Onyebuchi Ezigbo in Abuja
Nigeria has again called for the full democratisation of the International Labour Organisation(ILO) so as to ensure full, equal and democratic participation of the member-states in its governance.
Minister of Labour and Employment, Senator Chris Ngige made the appeal in an address at the virtual meeting of the Tripartite Working Group of the ILO Governing Board, during which a comprehensive report on democratisation of ILO governance was presented.
Aligning Nigeria with the Africa’s position which Ethiopia presented, Ngige noted that the long history of democratisation of the ILO featured in the amendment of its constitution in 1986, with the subsequent call for the ratification of the amendment instrument.
He however regretted that the amendments were yet to take effect after more than three decades they were initiated, due to reservations by some member-states against its ratification.
The minister further noted that the Centenary Declaration in 2019 provided another opportunity to revisit the democratisation , hence the setting up of a Tripartite Working Group co-cheered by Nigeria and Switzerland.
“My delegation commends the Working Group and the cooperation of members for successfully guiding focus discussion and dialogue on its mandate. The identification and deliberation of major impediments to the ratification by some member states in the constitution is both instructive and commendable .
“The outcome of the discussion, which enjoyed majority support culminated in the submission of the conference resolution for recommendation to the 109thsession of the ILC for adoption.
“The unrelenting push for the ratification of the amendments will send a clear signal about our collective resolve to work the talk in building an inclusive world class assembly for all member states.”
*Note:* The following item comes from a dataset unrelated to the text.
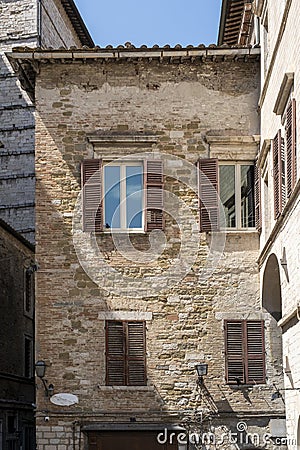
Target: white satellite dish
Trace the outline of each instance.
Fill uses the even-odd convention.
[[[62,392],[61,394],[52,395],[50,402],[57,406],[72,406],[78,403],[78,397]]]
He also called for the extension of the lifespan of the Tripartite Working Group to enable it to fully achieve its objectives.
“ Nigeria is optimistic that the expected threshold for entering into force of the instrument of ratification will be achieved if the life span of the Tripartite Working Group is extended for another twelve months.”
The minister expressed Nigeria’s happiness that six additional countries have adopted the ratification since the centenary declaration in 2019.
“We acknowledge the Republic of Moldova, Spain and Somalia for joining the list and strongly appeal to the remaining nine countries, including members of the chief industrial importance to make our centenary aspiration a reality by registering their ratification.”
He expressed Nigeria’s willingness as co-chair to cooperate and support member states who have challenges in ratifying the instrument, adding that he was confident the group would have made significant progress in getting more members ratify the amendments before the oncoming 343 session of the ILO governing body in November 2021.
“We encourage the office to continue its promotional campaign for ratification of the instrument by member states,” he added.
Nigeria had taken the lead in push for the full democratization of the ILO when at the 331 session of the Governing Board in November 2017, Africa Ministers came up with a single agenda of total elimination of the vestiges of colonialism in ILO and nominated Ngige to lead the charge.